Since its implementation in 2006, 7,500 kids have been mentored through the Amachi Texas program. Ninety-six percent of these children have been timely promoted to the next grade level; and while 70 percent of children whose parents are incarcerated end up following their parents into prison, fewer than two percent of Amachi children have been referred to the criminal justice system. Studies show that within a year of being matched with a Big Brother or Big Sister, at-risk youth are 46 percent less likely to begin abusing drugs and 33 percent less likely to be involved in violent activity.

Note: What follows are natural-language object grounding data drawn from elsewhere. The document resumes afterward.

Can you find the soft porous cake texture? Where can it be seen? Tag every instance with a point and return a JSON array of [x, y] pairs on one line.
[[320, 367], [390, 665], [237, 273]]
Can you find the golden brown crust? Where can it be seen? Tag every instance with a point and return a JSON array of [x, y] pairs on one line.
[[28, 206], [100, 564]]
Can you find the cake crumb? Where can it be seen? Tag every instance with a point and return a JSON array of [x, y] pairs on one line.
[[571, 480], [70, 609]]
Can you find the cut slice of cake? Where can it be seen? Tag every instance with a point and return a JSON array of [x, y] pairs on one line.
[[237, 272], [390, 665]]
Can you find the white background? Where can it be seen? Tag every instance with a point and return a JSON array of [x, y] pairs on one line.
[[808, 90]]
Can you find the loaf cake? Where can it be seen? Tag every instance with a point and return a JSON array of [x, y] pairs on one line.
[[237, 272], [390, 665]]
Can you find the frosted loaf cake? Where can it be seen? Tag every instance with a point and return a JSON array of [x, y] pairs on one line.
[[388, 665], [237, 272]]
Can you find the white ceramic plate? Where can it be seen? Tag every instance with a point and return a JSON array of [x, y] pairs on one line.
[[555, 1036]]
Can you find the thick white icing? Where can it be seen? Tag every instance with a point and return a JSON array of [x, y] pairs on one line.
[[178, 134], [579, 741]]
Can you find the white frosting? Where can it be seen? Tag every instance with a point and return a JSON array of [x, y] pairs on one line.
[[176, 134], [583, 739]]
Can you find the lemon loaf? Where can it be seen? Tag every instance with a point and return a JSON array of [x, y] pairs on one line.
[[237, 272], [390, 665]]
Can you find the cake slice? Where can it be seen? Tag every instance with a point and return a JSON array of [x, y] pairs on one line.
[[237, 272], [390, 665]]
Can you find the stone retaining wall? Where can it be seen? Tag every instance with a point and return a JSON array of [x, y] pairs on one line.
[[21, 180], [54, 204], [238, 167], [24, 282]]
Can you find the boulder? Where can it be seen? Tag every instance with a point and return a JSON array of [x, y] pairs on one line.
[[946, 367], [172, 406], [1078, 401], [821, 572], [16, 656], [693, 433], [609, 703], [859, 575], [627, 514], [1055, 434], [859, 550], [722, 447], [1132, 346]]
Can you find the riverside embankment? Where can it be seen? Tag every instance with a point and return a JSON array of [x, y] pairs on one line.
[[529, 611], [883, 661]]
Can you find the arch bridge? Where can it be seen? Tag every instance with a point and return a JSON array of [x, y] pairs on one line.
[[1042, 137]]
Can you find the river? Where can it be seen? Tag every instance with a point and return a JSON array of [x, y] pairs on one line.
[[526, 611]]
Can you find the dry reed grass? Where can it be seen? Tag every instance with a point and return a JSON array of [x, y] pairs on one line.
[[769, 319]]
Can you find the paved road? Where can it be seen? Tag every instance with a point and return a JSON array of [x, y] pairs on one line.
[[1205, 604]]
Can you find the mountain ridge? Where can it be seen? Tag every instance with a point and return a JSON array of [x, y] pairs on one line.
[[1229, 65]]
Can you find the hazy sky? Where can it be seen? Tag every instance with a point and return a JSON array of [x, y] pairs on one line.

Big Brothers Big Sisters of Texas annually honors the top Big Brothers and Big Sisters from across the state. This year’s recipients are Tommy Fad of Austin and Angela Dixon of Houston. Both will go on to compete for the national Big Brother and Big Sister of the Year award. Nominated by the children they serve, these individuals exemplify the best in mentoring, and the effect mentors can have on the lives of children in our community.